As far as which survive and would be prevalent if SR made sense...here's my personal bets. The Salish languages are probably too far gone, so I imagine you're more likely to hear Sperethiel or Cantonese in the SSC than any Native language. I could see the various Sioux languages making a comeback, though, and Cherokee is probably strong enough to hold its own inside the Sioux state. In the AMC, Cree, Ojibwe and Saulteaux (if you count that as sufficiently separate from Ojibwe) are probably all going to do ok. Hell, there's Cree monolinguals even today, just not very many. And all three of those have some degree of mutual intelligibility. The Ute languages are probably too far gone, realistically speaking, as are the northern Iroquian tongues. I could see Athabaska having some degree of strength for a variety of languages, especially in smaller isolated population centers like Yellowknife, but probably not a single dominant one across the vast region. And in the TPA probably there are a lot more Inuktitut speakers than English speakers. Then again, there are probably also more Icelandic speakers than English speakers, and a decent size group of Russian speakers, and many of these groups will overlap.
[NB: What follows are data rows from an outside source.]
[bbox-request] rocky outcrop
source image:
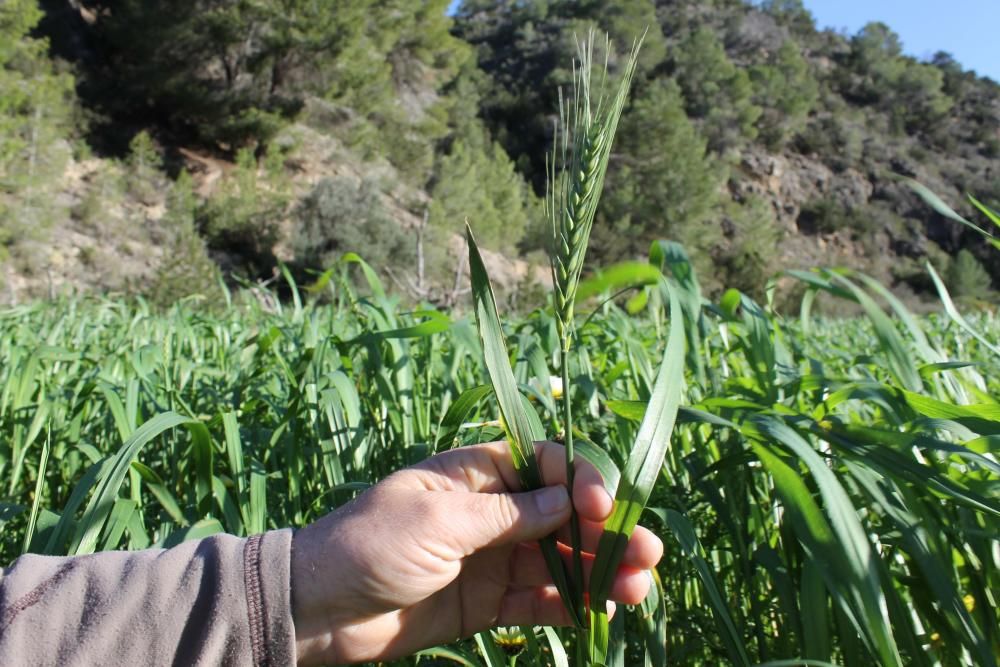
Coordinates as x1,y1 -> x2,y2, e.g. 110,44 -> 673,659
3,157 -> 167,303
2,119 -> 549,305
735,147 -> 877,230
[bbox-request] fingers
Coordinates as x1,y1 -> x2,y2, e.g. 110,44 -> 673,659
396,440 -> 613,521
393,442 -> 521,494
498,587 -> 617,627
509,543 -> 655,606
625,526 -> 664,568
497,586 -> 573,627
514,525 -> 662,575
535,442 -> 613,521
441,487 -> 572,556
556,521 -> 664,563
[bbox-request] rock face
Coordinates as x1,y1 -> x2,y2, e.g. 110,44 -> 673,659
1,122 -> 549,305
733,144 -> 916,285
735,147 -> 875,231
3,157 -> 166,304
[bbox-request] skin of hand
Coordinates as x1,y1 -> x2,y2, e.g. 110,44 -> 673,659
290,440 -> 664,665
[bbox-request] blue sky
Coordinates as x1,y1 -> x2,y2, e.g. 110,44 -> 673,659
804,0 -> 998,81
446,1 -> 999,81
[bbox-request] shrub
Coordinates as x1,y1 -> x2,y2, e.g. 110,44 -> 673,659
797,197 -> 881,237
150,171 -> 224,307
795,108 -> 865,171
125,131 -> 165,205
197,149 -> 285,279
71,165 -> 125,236
946,248 -> 993,300
711,195 -> 782,298
290,177 -> 414,275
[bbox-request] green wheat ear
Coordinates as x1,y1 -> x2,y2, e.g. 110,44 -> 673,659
548,31 -> 643,335
543,30 -> 644,652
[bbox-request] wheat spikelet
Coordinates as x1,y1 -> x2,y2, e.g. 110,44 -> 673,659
548,31 -> 643,334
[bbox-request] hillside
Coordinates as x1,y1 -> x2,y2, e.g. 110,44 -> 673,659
0,0 -> 997,305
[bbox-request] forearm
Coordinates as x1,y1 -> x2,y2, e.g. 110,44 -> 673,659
0,530 -> 296,666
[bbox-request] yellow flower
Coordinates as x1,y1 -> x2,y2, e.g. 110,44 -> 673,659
549,375 -> 564,400
529,375 -> 564,401
964,594 -> 975,613
491,627 -> 527,657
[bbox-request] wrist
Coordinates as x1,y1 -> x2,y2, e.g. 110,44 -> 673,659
291,517 -> 350,666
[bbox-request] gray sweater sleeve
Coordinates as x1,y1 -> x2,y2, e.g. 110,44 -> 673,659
0,529 -> 297,666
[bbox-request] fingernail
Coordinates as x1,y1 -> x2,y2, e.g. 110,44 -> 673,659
535,486 -> 570,515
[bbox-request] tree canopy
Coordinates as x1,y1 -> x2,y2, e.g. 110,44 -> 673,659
1,0 -> 998,299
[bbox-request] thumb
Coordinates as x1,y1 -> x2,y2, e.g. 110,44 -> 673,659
451,485 -> 571,554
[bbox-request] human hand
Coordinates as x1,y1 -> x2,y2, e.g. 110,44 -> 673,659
290,440 -> 663,665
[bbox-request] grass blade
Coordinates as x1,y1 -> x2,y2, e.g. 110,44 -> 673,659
474,632 -> 508,667
21,431 -> 50,554
433,384 -> 492,451
826,272 -> 923,392
925,261 -> 1000,358
71,412 -> 192,555
662,509 -> 751,667
466,224 -> 583,628
588,279 -> 686,663
749,416 -> 902,666
905,178 -> 995,240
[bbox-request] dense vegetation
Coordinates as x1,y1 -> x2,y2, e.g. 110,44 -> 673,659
0,251 -> 997,665
1,0 -> 998,303
2,3 -> 998,665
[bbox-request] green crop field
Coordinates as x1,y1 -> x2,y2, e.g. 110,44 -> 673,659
2,29 -> 999,666
0,251 -> 997,666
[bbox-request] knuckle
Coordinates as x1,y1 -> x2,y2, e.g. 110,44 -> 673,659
488,494 -> 519,535
415,494 -> 446,524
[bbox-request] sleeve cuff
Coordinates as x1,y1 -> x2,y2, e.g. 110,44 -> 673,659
243,528 -> 296,666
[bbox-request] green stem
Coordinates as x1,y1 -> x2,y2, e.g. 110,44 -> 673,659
559,328 -> 587,637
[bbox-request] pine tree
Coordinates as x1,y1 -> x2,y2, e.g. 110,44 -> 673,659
150,170 -> 224,306
843,20 -> 953,136
80,0 -> 376,147
454,0 -> 669,191
592,79 -> 727,261
671,27 -> 762,152
429,128 -> 539,255
760,0 -> 816,36
946,249 -> 993,300
751,40 -> 818,149
126,131 -> 165,205
0,0 -> 75,253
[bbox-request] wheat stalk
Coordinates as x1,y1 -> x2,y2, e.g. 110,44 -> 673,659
545,31 -> 643,642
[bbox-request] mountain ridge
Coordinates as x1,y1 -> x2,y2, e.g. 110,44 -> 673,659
0,0 -> 996,306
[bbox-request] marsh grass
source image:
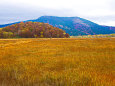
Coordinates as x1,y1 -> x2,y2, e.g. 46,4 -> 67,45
0,38 -> 115,86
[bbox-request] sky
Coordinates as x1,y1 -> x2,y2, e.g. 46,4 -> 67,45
0,0 -> 115,26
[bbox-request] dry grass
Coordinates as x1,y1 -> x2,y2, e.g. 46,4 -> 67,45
0,38 -> 115,86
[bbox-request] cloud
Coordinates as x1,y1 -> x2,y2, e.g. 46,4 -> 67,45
0,0 -> 115,26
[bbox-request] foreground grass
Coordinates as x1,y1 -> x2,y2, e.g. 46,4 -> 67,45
0,38 -> 115,86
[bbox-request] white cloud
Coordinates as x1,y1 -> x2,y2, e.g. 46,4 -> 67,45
99,21 -> 115,26
0,0 -> 115,26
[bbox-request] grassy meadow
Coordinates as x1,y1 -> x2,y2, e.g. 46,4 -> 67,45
0,38 -> 115,86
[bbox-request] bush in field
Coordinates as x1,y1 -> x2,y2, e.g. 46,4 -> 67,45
0,22 -> 70,38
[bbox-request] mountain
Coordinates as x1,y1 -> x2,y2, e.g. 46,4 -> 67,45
29,16 -> 115,36
0,22 -> 20,28
0,16 -> 115,36
0,24 -> 13,28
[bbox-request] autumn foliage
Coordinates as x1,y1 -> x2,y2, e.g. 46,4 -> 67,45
0,22 -> 69,38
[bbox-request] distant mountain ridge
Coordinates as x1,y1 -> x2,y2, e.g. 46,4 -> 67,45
0,16 -> 115,36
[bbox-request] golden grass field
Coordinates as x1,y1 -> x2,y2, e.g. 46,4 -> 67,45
0,38 -> 115,86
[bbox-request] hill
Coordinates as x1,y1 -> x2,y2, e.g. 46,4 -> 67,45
0,16 -> 115,36
0,22 -> 69,38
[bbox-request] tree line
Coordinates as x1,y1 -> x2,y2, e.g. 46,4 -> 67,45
0,22 -> 69,38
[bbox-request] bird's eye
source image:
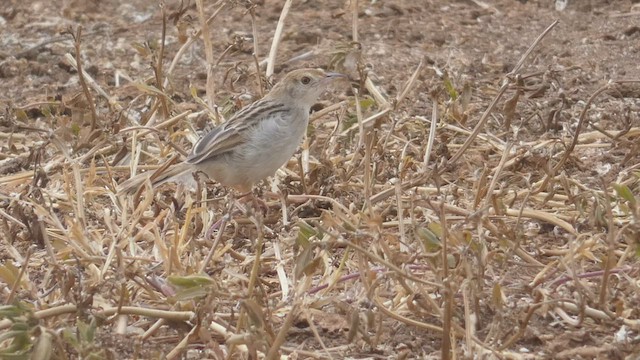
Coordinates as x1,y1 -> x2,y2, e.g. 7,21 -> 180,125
300,76 -> 311,85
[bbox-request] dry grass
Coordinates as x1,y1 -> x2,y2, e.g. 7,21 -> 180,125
1,0 -> 640,359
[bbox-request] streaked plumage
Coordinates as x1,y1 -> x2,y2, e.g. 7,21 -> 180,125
118,68 -> 345,195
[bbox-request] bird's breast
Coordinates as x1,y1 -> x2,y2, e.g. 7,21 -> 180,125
236,107 -> 309,181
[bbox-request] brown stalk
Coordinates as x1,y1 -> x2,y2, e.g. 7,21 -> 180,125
248,5 -> 264,97
199,200 -> 235,273
231,210 -> 267,357
372,294 -> 444,334
265,304 -> 299,360
5,248 -> 32,304
154,2 -> 170,120
351,0 -> 359,43
533,83 -> 614,195
266,0 -> 293,77
195,0 -> 217,108
445,84 -> 507,168
71,27 -> 98,131
353,89 -> 365,154
166,323 -> 200,360
461,279 -> 474,355
482,142 -> 511,207
423,96 -> 439,169
164,1 -> 227,90
440,203 -> 452,360
0,208 -> 26,229
280,347 -> 332,359
48,135 -> 87,229
62,53 -> 139,128
395,60 -> 423,109
141,319 -> 166,340
598,178 -> 616,308
334,235 -> 442,288
393,180 -> 406,249
419,198 -> 548,265
499,290 -> 544,350
0,305 -> 195,331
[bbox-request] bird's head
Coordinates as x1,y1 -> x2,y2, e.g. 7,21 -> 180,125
267,68 -> 347,107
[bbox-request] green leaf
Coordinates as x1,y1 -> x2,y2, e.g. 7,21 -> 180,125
62,328 -> 79,348
442,73 -> 458,100
614,184 -> 637,207
491,283 -> 504,310
71,123 -> 81,137
15,109 -> 28,122
0,351 -> 30,359
77,318 -> 97,343
296,221 -> 318,249
0,330 -> 27,343
358,97 -> 376,111
0,305 -> 24,319
131,42 -> 150,57
168,275 -> 214,289
415,226 -> 441,252
9,322 -> 30,332
342,114 -> 358,132
171,286 -> 211,302
0,329 -> 31,355
41,105 -> 52,118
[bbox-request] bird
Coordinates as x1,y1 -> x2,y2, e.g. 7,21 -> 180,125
118,68 -> 346,196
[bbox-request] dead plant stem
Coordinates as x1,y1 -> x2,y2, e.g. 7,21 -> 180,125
195,0 -> 217,108
266,0 -> 293,77
249,6 -> 264,97
155,3 -> 170,120
71,27 -> 98,131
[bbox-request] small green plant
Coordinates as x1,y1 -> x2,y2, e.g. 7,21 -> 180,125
61,317 -> 104,360
0,303 -> 37,359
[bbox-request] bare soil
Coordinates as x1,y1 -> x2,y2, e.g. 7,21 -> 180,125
1,0 -> 640,359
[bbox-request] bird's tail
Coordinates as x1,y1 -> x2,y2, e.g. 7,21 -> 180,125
117,163 -> 192,195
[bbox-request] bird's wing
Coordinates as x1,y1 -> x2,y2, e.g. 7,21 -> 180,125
185,121 -> 244,165
186,99 -> 287,165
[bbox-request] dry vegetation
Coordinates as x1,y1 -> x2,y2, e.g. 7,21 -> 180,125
1,0 -> 640,359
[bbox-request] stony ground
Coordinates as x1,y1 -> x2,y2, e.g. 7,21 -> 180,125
1,0 -> 640,359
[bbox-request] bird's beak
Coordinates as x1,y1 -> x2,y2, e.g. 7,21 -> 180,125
325,72 -> 348,80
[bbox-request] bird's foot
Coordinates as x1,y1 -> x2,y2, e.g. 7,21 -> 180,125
237,189 -> 270,216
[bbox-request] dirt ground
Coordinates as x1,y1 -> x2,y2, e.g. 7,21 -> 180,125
1,0 -> 640,359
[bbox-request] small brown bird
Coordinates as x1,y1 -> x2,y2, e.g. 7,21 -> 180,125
118,68 -> 345,195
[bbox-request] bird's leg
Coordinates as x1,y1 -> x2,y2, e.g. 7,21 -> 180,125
203,188 -> 268,240
236,188 -> 269,216
204,192 -> 238,240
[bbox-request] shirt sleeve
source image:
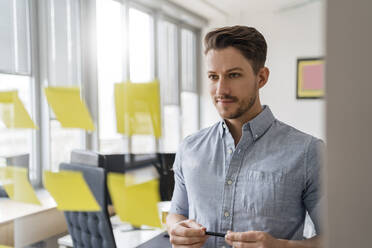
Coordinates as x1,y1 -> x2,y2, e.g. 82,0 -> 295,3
169,141 -> 189,218
303,137 -> 325,235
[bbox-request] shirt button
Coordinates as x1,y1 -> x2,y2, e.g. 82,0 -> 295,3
227,180 -> 233,185
224,211 -> 230,217
228,149 -> 232,154
255,134 -> 258,138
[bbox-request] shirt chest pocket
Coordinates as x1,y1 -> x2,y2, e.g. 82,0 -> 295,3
238,170 -> 301,218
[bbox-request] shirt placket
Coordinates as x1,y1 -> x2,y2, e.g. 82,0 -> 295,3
218,130 -> 253,247
223,127 -> 235,175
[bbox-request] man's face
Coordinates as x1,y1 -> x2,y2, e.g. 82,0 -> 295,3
206,47 -> 262,120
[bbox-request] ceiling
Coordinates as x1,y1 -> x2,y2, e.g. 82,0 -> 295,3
168,0 -> 321,21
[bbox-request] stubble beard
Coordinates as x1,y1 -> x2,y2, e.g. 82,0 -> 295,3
220,94 -> 257,119
214,82 -> 259,120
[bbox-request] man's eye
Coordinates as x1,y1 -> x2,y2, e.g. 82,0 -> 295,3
208,74 -> 218,80
229,73 -> 241,78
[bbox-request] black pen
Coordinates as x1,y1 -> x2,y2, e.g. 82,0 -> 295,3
205,231 -> 226,237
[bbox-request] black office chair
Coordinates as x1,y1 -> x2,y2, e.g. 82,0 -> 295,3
70,150 -> 105,167
60,163 -> 116,248
5,153 -> 29,168
0,154 -> 29,198
0,187 -> 7,197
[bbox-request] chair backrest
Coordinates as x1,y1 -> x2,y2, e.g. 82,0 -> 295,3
6,153 -> 29,168
1,154 -> 30,198
70,149 -> 105,167
0,187 -> 7,197
60,163 -> 116,248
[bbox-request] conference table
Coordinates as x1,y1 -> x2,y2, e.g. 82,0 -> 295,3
0,190 -> 67,247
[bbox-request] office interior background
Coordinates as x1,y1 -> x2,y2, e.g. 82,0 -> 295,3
0,0 -> 371,247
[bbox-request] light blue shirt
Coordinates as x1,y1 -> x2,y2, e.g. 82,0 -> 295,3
170,106 -> 324,247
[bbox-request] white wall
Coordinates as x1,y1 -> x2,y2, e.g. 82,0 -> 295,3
200,1 -> 325,140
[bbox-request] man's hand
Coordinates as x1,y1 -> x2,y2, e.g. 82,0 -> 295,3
225,230 -> 285,248
168,219 -> 209,248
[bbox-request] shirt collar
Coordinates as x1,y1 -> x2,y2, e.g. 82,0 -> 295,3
219,119 -> 229,138
219,105 -> 275,140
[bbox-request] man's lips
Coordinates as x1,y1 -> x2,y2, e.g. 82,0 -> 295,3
216,99 -> 235,103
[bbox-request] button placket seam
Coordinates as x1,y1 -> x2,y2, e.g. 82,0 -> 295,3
219,146 -> 241,233
223,139 -> 253,233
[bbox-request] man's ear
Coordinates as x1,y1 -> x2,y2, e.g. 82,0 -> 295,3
257,67 -> 270,89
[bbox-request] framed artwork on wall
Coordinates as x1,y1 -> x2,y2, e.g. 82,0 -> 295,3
296,57 -> 325,99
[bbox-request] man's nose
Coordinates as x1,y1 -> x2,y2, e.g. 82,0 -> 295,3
216,77 -> 230,96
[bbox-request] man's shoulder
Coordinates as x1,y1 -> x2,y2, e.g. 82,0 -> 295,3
273,119 -> 323,145
182,122 -> 220,146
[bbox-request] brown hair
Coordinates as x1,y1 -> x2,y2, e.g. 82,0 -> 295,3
204,25 -> 267,74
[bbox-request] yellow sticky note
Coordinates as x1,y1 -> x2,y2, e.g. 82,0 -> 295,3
0,245 -> 13,248
114,80 -> 162,138
0,90 -> 37,129
43,170 -> 100,211
107,173 -> 161,228
44,87 -> 95,131
0,167 -> 41,205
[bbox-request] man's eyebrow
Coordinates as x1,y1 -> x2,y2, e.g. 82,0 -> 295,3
208,67 -> 243,74
226,67 -> 243,72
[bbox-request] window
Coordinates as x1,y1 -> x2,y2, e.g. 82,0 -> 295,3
158,20 -> 181,152
0,0 -> 31,74
97,3 -> 157,154
96,1 -> 201,154
97,0 -> 126,153
0,0 -> 36,182
181,28 -> 199,138
129,8 -> 154,83
49,120 -> 82,170
1,0 -> 202,186
129,7 -> 156,153
0,74 -> 35,181
181,92 -> 198,138
45,0 -> 83,171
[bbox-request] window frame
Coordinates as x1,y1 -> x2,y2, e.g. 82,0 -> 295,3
94,0 -> 202,153
0,0 -> 41,186
36,0 -> 86,177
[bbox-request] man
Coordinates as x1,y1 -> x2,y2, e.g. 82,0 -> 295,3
167,26 -> 324,248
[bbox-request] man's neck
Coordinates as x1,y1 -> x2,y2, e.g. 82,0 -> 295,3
225,103 -> 263,146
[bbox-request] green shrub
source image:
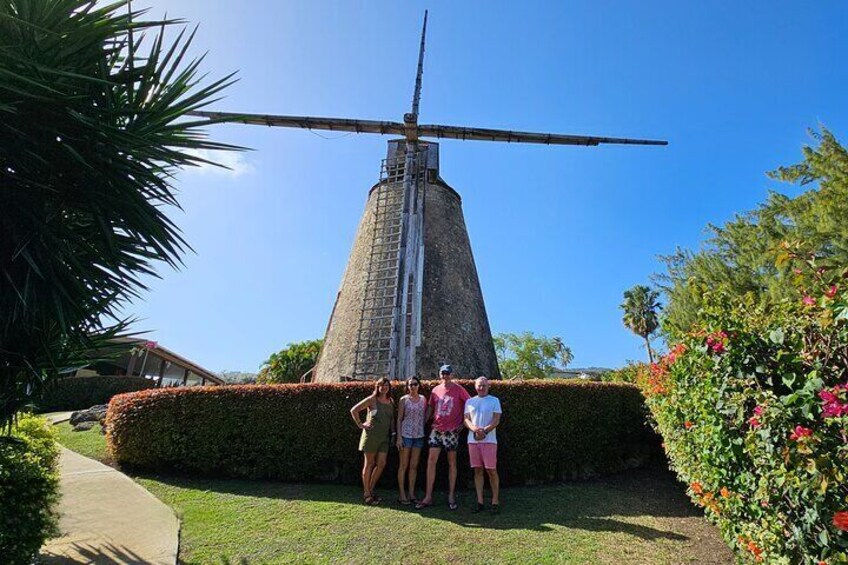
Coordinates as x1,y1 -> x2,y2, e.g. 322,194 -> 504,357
0,414 -> 60,565
603,361 -> 648,384
637,264 -> 848,564
38,376 -> 155,412
107,380 -> 658,486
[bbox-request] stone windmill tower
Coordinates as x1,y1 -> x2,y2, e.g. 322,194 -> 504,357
193,12 -> 666,382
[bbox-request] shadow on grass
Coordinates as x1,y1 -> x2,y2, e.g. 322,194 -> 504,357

Outside the NAN, like, in Australia the only group that has a shot at surviving is the Western Desert language/dialect group, which has about four thousand speakers, whereas most Aboriginal languages have, like, five speakers. Siberia I'm not as familiar with the languages in, and in most other places the minority languages aren't likely to come out in bad shape.
Sperethiel I've always imagined as a creolized mixture of Old Sperethiel, Dublin Irish and English, to explain a lot of the use of Irish terms as "Sperethiel". This would predict it to be strong in Tir na Nog at least, and I imagine others might pick it up as an elven lingua franca. And I imagine it's that lingua franca usage also driving Or'zet, which is probably closer to the original, as a language all orks across the globe can communicate in.